Position statement on long road to democracy
Senior citizens, in both age and prominence in the community, added a venerable touch to Sunday's pro-democracy rally, as the usual suspects trudged their well-worn path from Victoria Park to Central. The march was notable in that it was the first time that the quartet often referred to as the 'Big Four' of the pro-democracy movement had appeared together at such a rally. But what can we read into their relative positions in the long procession? Well and truly out in front was the outspoken prelate Cardinal Joseph Zen Ze-kiun, right behind the banner demanding universal suffrage in 2012 and at the head of a band of old folk pleading to be given the vote in their lifetime. Democratic Party founding chairman Martin Lee Chu-ming and Apple Daily publisher Jimmy Lai Chee-ying strode together in the middle of it all. Fetching up the rear - about as far from the 2012 banner as it was possible to be - was newly elected legislator Anson Chan Fang On-sang and her family. Any significance in that, in view of the fact that - despite the theme of the march - Mrs Chan advised the populace that the real goal was universal suffrage in 2017? Probably not.
Readiness with a five-year difference
While senior citizens pressed for universal suffrage in 2012 fearing they might not live long enough to cast a vote for chief executive, a group of youth leaders and students taking part in a political forum displayed greater patience. Participants who spoke at the forum, attended by Secretary for Constitutional and Mainland Affairs Stephen Lam Sui-lung, said Hong Kong needed time to prepare for democracy. In a counter-propaganda offensive against the democrats' slogan '2012: we are ready', in a full-page advertisement in some Chinese-language newspapers yesterday, the youth leaders declared: '2017: we are ready.' Did this more relaxed attitude - at odds with the usual impetuousness of youth - have anything to do with the fact that the symposium involved a list of Beijing-friendly groups and was held across the border at the Mission Hills Golf Club in Dongguan ? Of course not.

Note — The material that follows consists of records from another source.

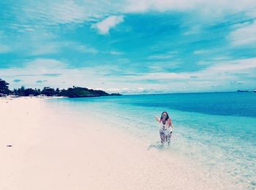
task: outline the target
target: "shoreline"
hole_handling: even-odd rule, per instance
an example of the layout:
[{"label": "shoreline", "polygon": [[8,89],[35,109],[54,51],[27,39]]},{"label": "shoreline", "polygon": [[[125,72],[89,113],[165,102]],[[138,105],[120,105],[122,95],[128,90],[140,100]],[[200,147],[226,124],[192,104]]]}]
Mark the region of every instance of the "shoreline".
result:
[{"label": "shoreline", "polygon": [[176,155],[148,151],[91,115],[72,116],[40,98],[0,99],[0,114],[1,189],[226,187]]}]

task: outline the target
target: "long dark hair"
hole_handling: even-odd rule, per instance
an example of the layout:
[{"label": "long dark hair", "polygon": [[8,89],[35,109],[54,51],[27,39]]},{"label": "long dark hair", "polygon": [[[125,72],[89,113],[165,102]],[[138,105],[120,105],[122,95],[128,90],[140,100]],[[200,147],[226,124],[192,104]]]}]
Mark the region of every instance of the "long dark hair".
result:
[{"label": "long dark hair", "polygon": [[162,111],[162,112],[160,121],[161,121],[161,122],[162,121],[162,114],[166,114],[165,122],[168,121],[168,119],[169,119],[170,117],[169,117],[168,113],[167,113],[166,111]]}]

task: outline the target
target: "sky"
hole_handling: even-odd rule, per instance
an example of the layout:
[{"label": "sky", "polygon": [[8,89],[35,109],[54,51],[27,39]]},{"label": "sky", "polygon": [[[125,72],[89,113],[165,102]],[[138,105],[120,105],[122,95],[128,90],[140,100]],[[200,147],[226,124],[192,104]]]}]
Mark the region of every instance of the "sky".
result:
[{"label": "sky", "polygon": [[10,89],[256,89],[255,0],[3,0],[0,7],[0,78]]}]

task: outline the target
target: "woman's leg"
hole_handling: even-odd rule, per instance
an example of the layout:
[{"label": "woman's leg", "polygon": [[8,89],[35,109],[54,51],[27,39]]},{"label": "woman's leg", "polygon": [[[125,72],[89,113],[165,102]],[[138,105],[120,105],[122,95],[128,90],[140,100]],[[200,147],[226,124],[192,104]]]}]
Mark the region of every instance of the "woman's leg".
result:
[{"label": "woman's leg", "polygon": [[159,134],[160,134],[161,143],[163,143],[165,142],[165,133],[160,131]]}]

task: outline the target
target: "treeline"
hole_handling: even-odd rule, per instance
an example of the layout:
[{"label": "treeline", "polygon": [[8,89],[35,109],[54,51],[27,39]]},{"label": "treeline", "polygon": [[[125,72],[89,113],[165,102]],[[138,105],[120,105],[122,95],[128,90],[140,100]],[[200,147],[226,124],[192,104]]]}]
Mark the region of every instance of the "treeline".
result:
[{"label": "treeline", "polygon": [[9,90],[9,84],[0,79],[0,95],[13,95],[16,96],[65,96],[69,98],[79,97],[96,97],[108,95],[121,95],[118,93],[108,94],[103,90],[95,90],[85,87],[72,87],[68,89],[52,88],[45,87],[42,90],[40,89],[20,88],[14,89],[12,91]]}]

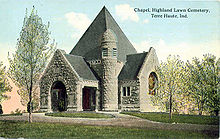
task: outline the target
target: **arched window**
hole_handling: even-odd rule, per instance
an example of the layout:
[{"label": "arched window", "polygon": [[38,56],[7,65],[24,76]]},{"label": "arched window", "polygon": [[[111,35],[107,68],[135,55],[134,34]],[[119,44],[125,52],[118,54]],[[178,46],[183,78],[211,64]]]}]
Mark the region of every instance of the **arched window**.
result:
[{"label": "arched window", "polygon": [[151,72],[148,77],[149,94],[154,95],[158,86],[158,78],[155,72]]},{"label": "arched window", "polygon": [[102,48],[102,56],[107,57],[108,56],[108,48]]},{"label": "arched window", "polygon": [[112,50],[112,56],[113,56],[113,57],[117,57],[117,49],[116,49],[116,48],[113,48],[113,50]]}]

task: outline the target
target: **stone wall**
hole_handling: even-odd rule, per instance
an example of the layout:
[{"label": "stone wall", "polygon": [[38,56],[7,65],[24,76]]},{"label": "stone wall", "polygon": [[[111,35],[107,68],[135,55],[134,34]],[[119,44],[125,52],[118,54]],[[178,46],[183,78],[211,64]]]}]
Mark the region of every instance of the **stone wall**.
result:
[{"label": "stone wall", "polygon": [[159,66],[159,61],[154,48],[150,48],[146,59],[138,74],[140,80],[140,111],[142,112],[157,112],[158,107],[151,102],[149,94],[148,78],[151,72],[156,72],[156,67]]},{"label": "stone wall", "polygon": [[67,91],[67,110],[77,108],[77,82],[78,78],[68,65],[60,50],[57,50],[43,73],[40,82],[40,109],[51,111],[51,86],[61,81]]},{"label": "stone wall", "polygon": [[[123,96],[123,87],[130,87],[130,96]],[[119,81],[118,90],[121,111],[140,111],[140,84],[138,80]]]}]

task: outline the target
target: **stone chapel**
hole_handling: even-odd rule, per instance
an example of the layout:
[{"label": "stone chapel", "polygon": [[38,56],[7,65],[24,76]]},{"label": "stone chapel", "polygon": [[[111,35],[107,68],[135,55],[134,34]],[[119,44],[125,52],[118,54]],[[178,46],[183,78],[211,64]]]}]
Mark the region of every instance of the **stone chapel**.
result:
[{"label": "stone chapel", "polygon": [[103,7],[69,54],[54,53],[40,79],[40,110],[158,111],[150,101],[158,64],[155,49],[137,53]]}]

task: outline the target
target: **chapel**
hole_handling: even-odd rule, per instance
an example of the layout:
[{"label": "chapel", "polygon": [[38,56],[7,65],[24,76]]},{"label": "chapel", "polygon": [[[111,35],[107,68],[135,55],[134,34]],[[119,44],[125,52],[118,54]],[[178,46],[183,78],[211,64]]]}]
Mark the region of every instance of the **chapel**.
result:
[{"label": "chapel", "polygon": [[158,65],[155,49],[137,53],[103,7],[70,53],[55,51],[40,79],[40,110],[158,111],[150,100]]}]

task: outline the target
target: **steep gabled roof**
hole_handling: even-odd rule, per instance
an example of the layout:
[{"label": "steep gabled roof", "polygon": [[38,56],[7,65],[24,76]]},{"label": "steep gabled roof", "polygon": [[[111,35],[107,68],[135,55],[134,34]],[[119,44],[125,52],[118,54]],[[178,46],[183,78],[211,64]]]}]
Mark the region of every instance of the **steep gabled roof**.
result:
[{"label": "steep gabled roof", "polygon": [[148,52],[127,55],[127,61],[122,68],[118,79],[119,80],[135,80],[141,69],[141,66],[144,62],[145,57]]},{"label": "steep gabled roof", "polygon": [[64,56],[82,79],[97,80],[83,57],[70,54],[64,54]]},{"label": "steep gabled roof", "polygon": [[107,29],[116,35],[118,60],[125,62],[126,55],[137,53],[109,11],[103,7],[70,54],[83,56],[86,60],[101,59],[101,36]]}]

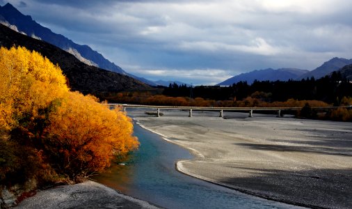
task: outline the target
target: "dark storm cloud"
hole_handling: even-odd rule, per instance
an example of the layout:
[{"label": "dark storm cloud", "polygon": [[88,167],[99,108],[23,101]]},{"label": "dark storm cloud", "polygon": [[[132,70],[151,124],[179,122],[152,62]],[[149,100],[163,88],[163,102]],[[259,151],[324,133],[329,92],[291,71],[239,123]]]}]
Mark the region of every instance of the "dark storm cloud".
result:
[{"label": "dark storm cloud", "polygon": [[[192,82],[193,74],[216,83],[255,69],[312,70],[334,56],[351,58],[349,0],[26,3],[24,14],[150,79],[177,75]],[[213,80],[202,70],[214,72]]]}]

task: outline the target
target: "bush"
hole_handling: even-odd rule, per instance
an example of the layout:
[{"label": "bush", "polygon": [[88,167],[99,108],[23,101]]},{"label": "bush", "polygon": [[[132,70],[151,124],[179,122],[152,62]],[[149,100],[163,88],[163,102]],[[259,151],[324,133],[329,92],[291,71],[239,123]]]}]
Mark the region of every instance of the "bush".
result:
[{"label": "bush", "polygon": [[0,187],[78,181],[138,147],[129,118],[65,82],[40,54],[0,49]]}]

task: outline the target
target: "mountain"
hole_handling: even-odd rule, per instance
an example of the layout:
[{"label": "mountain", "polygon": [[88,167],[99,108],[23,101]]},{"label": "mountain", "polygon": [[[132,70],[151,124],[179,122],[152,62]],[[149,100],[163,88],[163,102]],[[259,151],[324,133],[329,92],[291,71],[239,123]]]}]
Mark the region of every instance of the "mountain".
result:
[{"label": "mountain", "polygon": [[9,3],[3,6],[0,6],[0,22],[1,20],[3,22],[5,20],[10,26],[16,27],[18,31],[29,36],[45,40],[70,52],[88,65],[127,75],[149,85],[155,85],[153,82],[126,72],[120,67],[109,61],[88,45],[77,44],[63,35],[52,32],[49,29],[37,23],[31,16],[21,13]]},{"label": "mountain", "polygon": [[230,86],[234,83],[247,81],[248,84],[252,84],[254,80],[257,81],[287,81],[289,79],[296,79],[299,76],[309,72],[307,70],[300,70],[296,68],[280,68],[274,70],[272,68],[264,70],[255,70],[249,72],[241,73],[234,76],[217,85]]},{"label": "mountain", "polygon": [[346,77],[347,79],[352,81],[352,64],[345,65],[344,68],[339,70],[342,77]]},{"label": "mountain", "polygon": [[297,79],[301,80],[302,79],[306,79],[312,77],[314,77],[315,79],[319,79],[350,64],[352,64],[352,59],[335,57],[328,61],[325,62],[323,65],[321,65],[321,66],[303,75]]},{"label": "mountain", "polygon": [[157,86],[166,86],[166,87],[168,87],[168,86],[170,84],[177,84],[178,86],[182,86],[182,85],[186,85],[187,86],[191,86],[191,84],[186,84],[186,83],[184,83],[184,82],[177,82],[177,81],[163,81],[163,80],[159,80],[159,81],[156,81],[156,82],[154,82],[155,84],[157,84]]},{"label": "mountain", "polygon": [[23,46],[46,56],[58,64],[66,76],[72,91],[83,93],[146,90],[151,87],[125,75],[86,65],[72,54],[43,40],[21,34],[0,24],[0,46],[10,48]]}]

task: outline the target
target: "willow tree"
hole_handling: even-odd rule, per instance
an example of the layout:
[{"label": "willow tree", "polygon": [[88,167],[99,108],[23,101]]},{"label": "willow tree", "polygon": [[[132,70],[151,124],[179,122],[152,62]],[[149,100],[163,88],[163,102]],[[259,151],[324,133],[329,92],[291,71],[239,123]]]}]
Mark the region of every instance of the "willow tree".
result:
[{"label": "willow tree", "polygon": [[65,82],[40,54],[0,49],[0,185],[19,175],[77,180],[138,147],[130,118]]}]

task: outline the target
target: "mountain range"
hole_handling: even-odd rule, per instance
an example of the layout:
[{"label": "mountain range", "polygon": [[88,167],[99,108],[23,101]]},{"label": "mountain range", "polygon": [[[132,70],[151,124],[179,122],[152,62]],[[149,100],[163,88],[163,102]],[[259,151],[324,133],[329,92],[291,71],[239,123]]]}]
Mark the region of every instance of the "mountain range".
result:
[{"label": "mountain range", "polygon": [[20,33],[51,43],[73,54],[86,64],[127,75],[148,85],[157,86],[152,81],[125,72],[120,66],[105,59],[101,54],[94,51],[89,46],[77,44],[63,35],[52,32],[49,29],[37,23],[31,16],[21,13],[9,3],[3,6],[0,6],[0,22]]},{"label": "mountain range", "polygon": [[88,65],[72,54],[43,40],[16,32],[0,24],[0,46],[22,46],[35,50],[58,64],[72,91],[83,93],[104,93],[126,90],[146,90],[151,87],[126,75]]},{"label": "mountain range", "polygon": [[249,84],[253,83],[255,80],[257,81],[287,81],[289,79],[294,79],[309,71],[307,70],[300,70],[296,68],[280,68],[274,70],[272,68],[264,70],[255,70],[248,72],[241,73],[239,75],[234,76],[220,84],[218,86],[229,86],[234,83],[241,81],[246,81]]},{"label": "mountain range", "polygon": [[321,66],[312,71],[300,70],[296,68],[280,68],[273,70],[272,68],[264,70],[255,70],[249,72],[242,73],[234,76],[227,80],[219,83],[218,86],[229,86],[239,82],[246,81],[249,84],[255,80],[257,81],[287,81],[289,79],[301,80],[303,79],[314,77],[319,79],[331,72],[339,70],[343,67],[352,64],[352,59],[335,57],[328,61],[323,63]]},{"label": "mountain range", "polygon": [[298,77],[297,79],[301,80],[302,79],[306,79],[312,77],[314,77],[315,79],[319,79],[351,64],[352,64],[352,59],[346,59],[344,58],[335,57],[328,61],[323,63],[323,65],[314,70]]}]

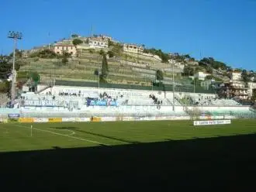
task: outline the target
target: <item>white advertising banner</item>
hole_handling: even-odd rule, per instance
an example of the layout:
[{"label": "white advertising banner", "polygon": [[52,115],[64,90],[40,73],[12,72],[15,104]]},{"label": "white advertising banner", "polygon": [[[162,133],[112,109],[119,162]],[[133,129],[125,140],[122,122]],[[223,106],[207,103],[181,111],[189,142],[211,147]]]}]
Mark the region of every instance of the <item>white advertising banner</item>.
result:
[{"label": "white advertising banner", "polygon": [[223,125],[231,124],[230,119],[213,121],[194,121],[194,125]]},{"label": "white advertising banner", "polygon": [[116,117],[102,117],[102,122],[116,122]]},{"label": "white advertising banner", "polygon": [[47,118],[34,118],[34,122],[48,122]]},{"label": "white advertising banner", "polygon": [[74,122],[75,118],[63,118],[62,122]]}]

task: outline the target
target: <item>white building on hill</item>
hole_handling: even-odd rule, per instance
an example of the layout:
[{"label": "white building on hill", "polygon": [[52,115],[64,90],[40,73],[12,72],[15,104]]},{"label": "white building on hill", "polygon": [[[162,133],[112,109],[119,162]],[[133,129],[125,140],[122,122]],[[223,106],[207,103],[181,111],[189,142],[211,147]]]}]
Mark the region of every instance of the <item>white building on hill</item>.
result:
[{"label": "white building on hill", "polygon": [[195,77],[198,77],[199,80],[204,81],[206,76],[211,75],[210,74],[199,71],[195,74]]},{"label": "white building on hill", "polygon": [[142,46],[137,46],[135,44],[126,44],[123,46],[123,50],[124,52],[132,53],[142,53],[144,50]]},{"label": "white building on hill", "polygon": [[55,45],[54,51],[56,54],[63,54],[66,52],[71,54],[72,57],[77,56],[77,49],[73,45]]},{"label": "white building on hill", "polygon": [[89,39],[89,46],[92,48],[108,48],[108,39],[102,37],[91,37]]},{"label": "white building on hill", "polygon": [[256,89],[256,83],[248,82],[247,85],[248,85],[248,95],[249,97],[252,97],[253,90]]},{"label": "white building on hill", "polygon": [[232,81],[242,81],[242,76],[240,72],[232,71],[230,73],[230,80]]}]

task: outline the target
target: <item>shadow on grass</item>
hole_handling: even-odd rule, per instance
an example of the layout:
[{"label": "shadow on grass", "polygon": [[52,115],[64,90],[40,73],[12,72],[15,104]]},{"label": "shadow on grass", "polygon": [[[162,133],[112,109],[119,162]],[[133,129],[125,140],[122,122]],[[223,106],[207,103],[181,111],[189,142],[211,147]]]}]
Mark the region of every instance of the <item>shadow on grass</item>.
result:
[{"label": "shadow on grass", "polygon": [[129,143],[129,144],[140,143],[139,142],[133,142],[133,141],[126,140],[126,139],[119,139],[119,138],[117,138],[117,137],[108,136],[108,135],[105,135],[99,134],[99,133],[95,133],[95,132],[88,132],[88,131],[81,130],[80,128],[76,128],[76,127],[52,127],[52,129],[59,129],[59,130],[63,130],[63,129],[75,130],[76,132],[86,133],[86,134],[88,134],[88,135],[91,135],[102,137],[102,138],[104,138],[104,139],[112,139],[112,140],[123,142],[126,142],[126,143]]},{"label": "shadow on grass", "polygon": [[[2,191],[247,191],[256,135],[0,153]],[[250,191],[254,191],[251,188]]]}]

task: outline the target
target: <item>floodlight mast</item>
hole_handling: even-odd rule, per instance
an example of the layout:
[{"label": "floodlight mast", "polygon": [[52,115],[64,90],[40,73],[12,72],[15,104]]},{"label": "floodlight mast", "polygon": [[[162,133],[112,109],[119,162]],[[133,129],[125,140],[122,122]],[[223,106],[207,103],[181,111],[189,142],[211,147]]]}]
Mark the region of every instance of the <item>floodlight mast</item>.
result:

Tsang set to rub shoulders with royals
In his first visit to the Middle East since taking the top job in 2005, Chief Executive Donald Tsang Yam-kuen is poised for a right royal reception in Kuwait, Saudi Arabia and the UAE. Arrangements are being made for him to stay at the rulers' palaces and meet the two nations' royal families during a trip beginning on January 25. If confirmed, that will surely be a classy trip, even though Mr Tsang and local business delegates will give the seven-star Burj Al Arab hotel in Dubai a miss.
Offer for disgraced chief
Disgraced broadcasting chief Chu Pui-hing, who relinquished the helm of RTHK last July, has been approached by Robert Chua Wah-peng and his wife to help expand their interactive television channel into the mainland. They seem to be forgiving about his alleged affair with a table dancer named Coco. 'I think his private life and his professions are two different things. It's a pity that the media like to turn one's misfortune into news,' Mrs Chua said. But the rules prohibit senior officials taking up jobs that may arouse conflict of interest so shortly after departure.